Byline: By Ross McCarthy

THERE are fewer more pulse racing experiences than the sight of a flotilla of tall ships sailing down a river.

And if you take a trip to France this summer a treat is in store because a whole fleet of these thoroughbreds of the sea will be coming down the Seine in all their splendour, passing under the newly built Gustave Flaubert Bridge and dropping anchor at Rouen.

It is all happening between July 5-14 when the city, for the fifth time, will host the Armada with spectators lined up on the banks of the river to watch the spectacle, while over the course of the 10 days a raft of entertainments are being laid on.

Guided boat trips touring around the ships will be available as well as the chance to go on board some of them and each night everyone will be able to enjoy a magnificent fireworks display.

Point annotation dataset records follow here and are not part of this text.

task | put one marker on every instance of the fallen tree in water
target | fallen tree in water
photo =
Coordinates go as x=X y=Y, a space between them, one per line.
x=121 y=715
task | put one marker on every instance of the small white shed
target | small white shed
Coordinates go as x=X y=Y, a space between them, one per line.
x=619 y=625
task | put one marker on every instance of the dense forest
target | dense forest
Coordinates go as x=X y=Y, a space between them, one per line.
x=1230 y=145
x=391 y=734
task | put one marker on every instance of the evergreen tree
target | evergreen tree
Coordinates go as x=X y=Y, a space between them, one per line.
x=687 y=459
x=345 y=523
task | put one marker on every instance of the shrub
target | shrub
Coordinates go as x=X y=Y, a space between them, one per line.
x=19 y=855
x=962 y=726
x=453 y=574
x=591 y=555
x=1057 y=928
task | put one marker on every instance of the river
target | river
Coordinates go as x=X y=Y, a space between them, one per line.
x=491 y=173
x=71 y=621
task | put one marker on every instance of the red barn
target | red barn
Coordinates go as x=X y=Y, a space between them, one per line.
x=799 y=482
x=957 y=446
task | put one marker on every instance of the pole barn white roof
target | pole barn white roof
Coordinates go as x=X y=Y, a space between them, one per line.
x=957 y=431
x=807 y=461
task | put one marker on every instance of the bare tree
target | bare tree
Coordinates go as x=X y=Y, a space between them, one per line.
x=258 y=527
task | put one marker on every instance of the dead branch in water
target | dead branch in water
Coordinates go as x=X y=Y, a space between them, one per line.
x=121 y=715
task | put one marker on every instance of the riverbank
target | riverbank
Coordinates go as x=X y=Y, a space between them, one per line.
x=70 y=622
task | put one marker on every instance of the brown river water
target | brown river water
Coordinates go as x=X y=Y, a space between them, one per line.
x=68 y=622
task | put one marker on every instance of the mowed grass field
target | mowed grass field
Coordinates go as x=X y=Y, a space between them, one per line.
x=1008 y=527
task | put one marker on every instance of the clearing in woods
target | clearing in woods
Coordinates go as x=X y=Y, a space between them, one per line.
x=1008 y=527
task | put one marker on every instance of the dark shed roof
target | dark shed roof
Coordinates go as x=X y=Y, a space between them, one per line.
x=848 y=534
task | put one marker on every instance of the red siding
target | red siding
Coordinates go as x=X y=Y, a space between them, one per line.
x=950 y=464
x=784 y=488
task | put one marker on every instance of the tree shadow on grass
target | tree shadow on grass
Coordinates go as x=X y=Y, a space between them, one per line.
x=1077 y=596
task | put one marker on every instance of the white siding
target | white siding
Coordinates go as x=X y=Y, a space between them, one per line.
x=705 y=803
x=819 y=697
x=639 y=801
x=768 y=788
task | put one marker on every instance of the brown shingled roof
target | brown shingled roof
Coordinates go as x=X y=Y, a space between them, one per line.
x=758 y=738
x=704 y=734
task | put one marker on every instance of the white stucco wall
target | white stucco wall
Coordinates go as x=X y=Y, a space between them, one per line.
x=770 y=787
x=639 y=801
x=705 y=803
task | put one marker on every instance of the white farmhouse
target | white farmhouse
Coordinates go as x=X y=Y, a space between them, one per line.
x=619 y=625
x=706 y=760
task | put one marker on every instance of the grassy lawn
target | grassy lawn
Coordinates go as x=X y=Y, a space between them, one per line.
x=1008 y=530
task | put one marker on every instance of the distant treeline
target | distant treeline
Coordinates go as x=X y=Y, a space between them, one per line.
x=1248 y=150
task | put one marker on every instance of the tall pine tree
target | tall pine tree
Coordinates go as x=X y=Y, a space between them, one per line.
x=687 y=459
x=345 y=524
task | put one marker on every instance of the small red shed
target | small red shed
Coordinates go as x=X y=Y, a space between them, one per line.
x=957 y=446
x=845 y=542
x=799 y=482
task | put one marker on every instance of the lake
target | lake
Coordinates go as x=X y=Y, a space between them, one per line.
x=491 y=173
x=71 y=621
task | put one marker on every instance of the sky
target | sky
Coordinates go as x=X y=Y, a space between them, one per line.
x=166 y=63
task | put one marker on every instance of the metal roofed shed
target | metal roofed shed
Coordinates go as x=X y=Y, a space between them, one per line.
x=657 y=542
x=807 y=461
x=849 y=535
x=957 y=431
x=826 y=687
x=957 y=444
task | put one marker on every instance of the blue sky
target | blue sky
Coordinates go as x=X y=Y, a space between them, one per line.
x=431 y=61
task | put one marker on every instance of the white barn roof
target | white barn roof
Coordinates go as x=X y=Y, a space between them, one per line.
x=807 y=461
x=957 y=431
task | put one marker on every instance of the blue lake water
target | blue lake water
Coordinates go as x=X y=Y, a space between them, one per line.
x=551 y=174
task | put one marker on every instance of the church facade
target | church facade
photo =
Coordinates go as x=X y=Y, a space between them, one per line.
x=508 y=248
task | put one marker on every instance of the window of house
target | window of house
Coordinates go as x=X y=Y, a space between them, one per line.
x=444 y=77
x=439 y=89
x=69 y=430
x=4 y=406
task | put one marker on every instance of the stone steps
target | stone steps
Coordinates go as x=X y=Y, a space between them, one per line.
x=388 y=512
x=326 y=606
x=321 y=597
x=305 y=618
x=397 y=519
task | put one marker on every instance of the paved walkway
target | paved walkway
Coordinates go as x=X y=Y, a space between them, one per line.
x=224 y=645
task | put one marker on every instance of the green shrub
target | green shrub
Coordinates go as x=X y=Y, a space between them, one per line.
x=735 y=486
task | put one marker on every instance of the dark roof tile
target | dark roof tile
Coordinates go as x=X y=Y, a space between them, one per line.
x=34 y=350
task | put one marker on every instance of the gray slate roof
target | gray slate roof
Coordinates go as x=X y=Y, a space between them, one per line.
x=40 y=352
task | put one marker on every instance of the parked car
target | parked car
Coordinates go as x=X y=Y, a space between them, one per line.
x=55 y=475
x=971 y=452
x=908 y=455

Everything culminates on Bastille Day which marks the departure of the ships in a colourful parade along the Seine to rejoin the sea where some of them will travel on to Liverpool for the start of the Tall Ship's Race.

I have visited France many times over the years and explored many places although it was a long time since I had been to Rouen and my memories of this former capital of the powerful duchy of Normandy are vague.

Early holiday trips, arriving in the dark after leaving the ferry at Dieppe, parking on cobblestones next to the Seine, a hotel for the night and then, the next day, towards Paris and the South.

It had been little more than a staging post but during my recent visit I discovered this place, in the heart of Europe, which once rivalled Paris in importance, had a lot more to offer.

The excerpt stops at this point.